The larger takeaway is the attrition of decades-old Israeli blandishments and graft, which historically proved very powerful across Africa. (V.S. Naipaul's 1971 novel, In a Free State, depicts this scenario, as Israeli soldiers prop up a "big man" who is clearly a stand-in for Idi Amin in Uganda). By the mid-1970s, Goodwill Ambassadors and intellectuals like Saul Bellow could visit Israel and return to beguile the West.
But by 2000, such visits themselves generated counterproductive controversy, like Susan Sontag's contested Jerusalem Prize visit in 2001, when she directly criticized Israel's occupation and the suffering of Palestinians. Until recently, however, such shadowy business figures as Beny Steinmetz and Lev Leviev could, like Koseff, coax and influence African leaders to play nicely. (Angola's diamond trading entanglements with Steinmetz in particular were showcased by the corrupt Dos Santos regime as a poke in the eye for apartheid-colonial De Beers).

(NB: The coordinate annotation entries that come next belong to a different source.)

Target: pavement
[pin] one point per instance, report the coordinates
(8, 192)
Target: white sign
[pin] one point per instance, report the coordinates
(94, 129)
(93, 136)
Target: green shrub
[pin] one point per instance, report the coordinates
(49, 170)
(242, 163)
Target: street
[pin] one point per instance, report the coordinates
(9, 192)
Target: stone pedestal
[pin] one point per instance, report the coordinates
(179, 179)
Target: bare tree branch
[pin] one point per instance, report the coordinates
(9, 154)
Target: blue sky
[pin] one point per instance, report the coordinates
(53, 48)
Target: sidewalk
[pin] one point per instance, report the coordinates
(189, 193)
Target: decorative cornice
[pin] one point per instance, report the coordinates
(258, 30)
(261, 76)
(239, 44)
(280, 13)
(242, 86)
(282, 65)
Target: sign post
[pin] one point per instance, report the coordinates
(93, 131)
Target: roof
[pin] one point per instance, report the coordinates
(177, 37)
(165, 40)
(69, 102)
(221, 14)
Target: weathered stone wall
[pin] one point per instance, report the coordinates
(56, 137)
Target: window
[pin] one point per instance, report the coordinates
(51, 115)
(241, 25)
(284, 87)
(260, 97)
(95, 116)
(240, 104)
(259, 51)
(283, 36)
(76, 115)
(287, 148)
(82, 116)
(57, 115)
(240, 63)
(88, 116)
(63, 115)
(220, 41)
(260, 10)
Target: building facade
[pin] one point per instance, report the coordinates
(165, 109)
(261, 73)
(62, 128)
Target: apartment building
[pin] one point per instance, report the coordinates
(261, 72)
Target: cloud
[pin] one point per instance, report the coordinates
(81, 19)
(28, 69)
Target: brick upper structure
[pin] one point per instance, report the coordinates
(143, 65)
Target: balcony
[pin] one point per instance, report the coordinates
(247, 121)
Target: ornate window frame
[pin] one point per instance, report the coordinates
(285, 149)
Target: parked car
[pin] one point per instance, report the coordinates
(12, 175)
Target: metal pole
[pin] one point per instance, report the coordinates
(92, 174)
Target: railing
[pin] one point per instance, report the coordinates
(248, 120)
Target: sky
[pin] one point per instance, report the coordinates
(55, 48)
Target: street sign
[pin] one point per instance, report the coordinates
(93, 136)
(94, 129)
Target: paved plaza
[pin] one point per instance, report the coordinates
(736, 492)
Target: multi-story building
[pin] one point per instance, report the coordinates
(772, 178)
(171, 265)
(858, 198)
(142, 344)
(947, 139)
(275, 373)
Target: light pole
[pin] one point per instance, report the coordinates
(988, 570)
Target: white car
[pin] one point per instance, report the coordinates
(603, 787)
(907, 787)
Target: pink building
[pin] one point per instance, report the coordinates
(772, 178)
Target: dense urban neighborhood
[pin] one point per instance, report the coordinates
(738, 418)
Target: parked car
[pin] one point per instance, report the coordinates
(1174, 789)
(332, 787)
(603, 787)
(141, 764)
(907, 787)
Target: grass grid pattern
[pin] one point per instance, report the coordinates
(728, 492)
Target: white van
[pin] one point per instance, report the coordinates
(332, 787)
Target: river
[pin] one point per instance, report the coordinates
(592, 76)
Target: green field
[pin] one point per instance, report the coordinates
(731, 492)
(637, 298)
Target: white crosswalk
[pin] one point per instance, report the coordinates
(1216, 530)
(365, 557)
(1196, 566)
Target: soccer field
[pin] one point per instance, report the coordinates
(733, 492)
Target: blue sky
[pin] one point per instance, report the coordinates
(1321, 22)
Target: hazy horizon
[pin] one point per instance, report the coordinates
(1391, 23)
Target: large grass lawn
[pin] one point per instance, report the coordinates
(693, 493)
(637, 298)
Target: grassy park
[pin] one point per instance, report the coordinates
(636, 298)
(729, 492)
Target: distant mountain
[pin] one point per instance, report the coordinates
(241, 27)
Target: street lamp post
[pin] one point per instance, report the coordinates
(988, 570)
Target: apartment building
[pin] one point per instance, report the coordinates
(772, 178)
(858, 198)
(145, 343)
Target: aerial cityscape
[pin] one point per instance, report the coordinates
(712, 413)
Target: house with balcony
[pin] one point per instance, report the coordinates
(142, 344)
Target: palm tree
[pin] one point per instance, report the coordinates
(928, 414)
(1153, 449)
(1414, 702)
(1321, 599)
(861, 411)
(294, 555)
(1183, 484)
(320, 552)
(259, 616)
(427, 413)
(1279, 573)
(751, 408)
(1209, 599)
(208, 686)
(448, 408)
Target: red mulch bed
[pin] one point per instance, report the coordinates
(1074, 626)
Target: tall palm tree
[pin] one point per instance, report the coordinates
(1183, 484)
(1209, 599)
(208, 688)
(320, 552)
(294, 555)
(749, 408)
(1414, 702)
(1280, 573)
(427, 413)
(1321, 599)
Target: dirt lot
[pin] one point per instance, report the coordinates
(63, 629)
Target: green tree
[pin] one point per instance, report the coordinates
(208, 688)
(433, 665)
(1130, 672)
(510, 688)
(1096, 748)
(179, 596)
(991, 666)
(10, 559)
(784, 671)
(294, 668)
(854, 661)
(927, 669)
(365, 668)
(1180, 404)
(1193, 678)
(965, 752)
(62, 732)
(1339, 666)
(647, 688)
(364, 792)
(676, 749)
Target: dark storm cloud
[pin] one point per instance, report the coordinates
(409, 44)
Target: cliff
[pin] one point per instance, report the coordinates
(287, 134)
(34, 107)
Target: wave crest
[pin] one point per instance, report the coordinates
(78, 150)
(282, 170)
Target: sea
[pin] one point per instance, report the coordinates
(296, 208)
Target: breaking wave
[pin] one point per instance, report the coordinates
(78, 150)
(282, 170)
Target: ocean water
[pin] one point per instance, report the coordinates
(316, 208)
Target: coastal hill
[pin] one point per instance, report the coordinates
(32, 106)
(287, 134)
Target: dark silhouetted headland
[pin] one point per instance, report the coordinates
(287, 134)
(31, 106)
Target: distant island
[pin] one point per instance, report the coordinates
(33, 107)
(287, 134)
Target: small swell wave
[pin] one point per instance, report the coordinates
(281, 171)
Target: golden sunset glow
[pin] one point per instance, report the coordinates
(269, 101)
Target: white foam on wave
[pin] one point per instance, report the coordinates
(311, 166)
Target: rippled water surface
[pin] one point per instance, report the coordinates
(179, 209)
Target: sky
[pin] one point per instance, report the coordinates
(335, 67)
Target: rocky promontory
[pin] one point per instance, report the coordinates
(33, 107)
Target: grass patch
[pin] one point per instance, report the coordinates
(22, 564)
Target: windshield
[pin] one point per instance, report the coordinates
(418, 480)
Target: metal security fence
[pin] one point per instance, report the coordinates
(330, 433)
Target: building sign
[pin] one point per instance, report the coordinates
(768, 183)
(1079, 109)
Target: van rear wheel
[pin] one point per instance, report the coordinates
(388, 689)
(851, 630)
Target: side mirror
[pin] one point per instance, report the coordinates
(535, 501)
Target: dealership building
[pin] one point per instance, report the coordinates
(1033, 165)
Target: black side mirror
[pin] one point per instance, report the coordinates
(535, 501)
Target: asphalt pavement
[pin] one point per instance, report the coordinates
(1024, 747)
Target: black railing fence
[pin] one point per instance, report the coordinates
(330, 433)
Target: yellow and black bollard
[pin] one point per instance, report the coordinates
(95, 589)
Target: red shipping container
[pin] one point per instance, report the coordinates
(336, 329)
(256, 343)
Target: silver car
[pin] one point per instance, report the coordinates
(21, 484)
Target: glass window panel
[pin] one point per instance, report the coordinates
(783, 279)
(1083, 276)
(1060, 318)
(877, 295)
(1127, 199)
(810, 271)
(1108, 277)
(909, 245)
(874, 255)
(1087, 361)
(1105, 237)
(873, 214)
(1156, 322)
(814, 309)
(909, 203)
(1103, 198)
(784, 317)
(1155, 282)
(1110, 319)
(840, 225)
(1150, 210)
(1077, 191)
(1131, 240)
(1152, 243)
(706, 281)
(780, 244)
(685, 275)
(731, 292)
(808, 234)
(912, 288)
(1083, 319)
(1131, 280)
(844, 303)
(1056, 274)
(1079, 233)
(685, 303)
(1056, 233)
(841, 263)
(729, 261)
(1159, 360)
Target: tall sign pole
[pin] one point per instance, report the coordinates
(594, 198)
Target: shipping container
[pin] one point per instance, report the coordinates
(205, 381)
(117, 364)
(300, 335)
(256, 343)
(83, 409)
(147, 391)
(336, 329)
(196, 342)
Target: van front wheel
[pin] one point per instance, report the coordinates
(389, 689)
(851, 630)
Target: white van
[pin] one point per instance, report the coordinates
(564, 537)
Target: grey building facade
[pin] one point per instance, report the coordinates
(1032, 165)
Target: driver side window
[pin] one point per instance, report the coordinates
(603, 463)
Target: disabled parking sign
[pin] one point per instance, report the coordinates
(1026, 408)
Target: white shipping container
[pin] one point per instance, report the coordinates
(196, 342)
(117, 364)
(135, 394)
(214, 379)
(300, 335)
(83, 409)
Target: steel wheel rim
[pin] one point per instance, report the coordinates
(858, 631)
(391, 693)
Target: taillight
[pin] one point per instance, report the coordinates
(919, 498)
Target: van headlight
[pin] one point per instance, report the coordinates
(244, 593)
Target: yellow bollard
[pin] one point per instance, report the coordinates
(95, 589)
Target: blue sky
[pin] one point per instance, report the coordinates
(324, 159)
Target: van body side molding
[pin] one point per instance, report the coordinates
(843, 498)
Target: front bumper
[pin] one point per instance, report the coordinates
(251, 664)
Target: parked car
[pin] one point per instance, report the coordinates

If the Sontag controversy marked the twilight of the cultural purchase of Israeli power, this current standoff over Israel's AU observer status marks Israel's failure to follow the example of another country, China, in converting economic support into diplomatic respectability. China is less a passive observer and much more a participant across Africa, especially economically, so the strange modesty of Israel's ambition—merely seeking AU observer status—looks like another marker of Israel's diplomatic weakness.
Compare the many years that South Africa's ANC sought and won observer status as a stateless liberation movement seeking to oust an apartheid regime, a status that Palestine today occupies at the United Nations. Israel craved that same observer status the AU, yet it is a state, not a stateless entity.
Or consider Israel's Bantustan strategy in the West Bank. Apartheid South Africa always had corrupt black allies across the African continent, and it constructed its Bantustans at home as a kind of Potemkin decolonization, which was laughed off as a sham in informed circles and abroad. But they also became far more of a legitimate concern to the authorities inside the country than the Palestine Liberation Organization could ever make of the post-Oslo "Palestinian Bantustans," to use Edward Said's term for the delimited terrain of the Palestinian Authority.
While Hamas displaced the PLO and outgrew its original status as a Muslim Brotherhood faction divisively propped up by Israel in the 1980s, when Israel's main concern was Yasser Arafat's Fatah party, the ANC had to deal with and co-opt key Bantustan figures, like Stella Sigcau and Bantu Holomisa, because they brought in genuine organic constituencies, poised between Bantustan and African pre-colonial identities.
South Africa's wealthiest new black oligarch, Patrice Motsepe, whose sister is President Ramaphosa's wife, started out as a Bantustan shop owner during apartheid and has faulted the current South African government for what he saw as the governing premise that the Bantustans were all bad.
At the World Economic Forum in January 2020, expressing precisely the kinds of venal respectability stunts that Israel is shopping around for, Motsepe told then-President Donald Trump, "Africa loves you." What the pushback over Israel's observers status at the AU fortunately demonstrates is that this reputational laundering may still be too much of an ask.
Editor's note: This article has been updated and revised for clarity.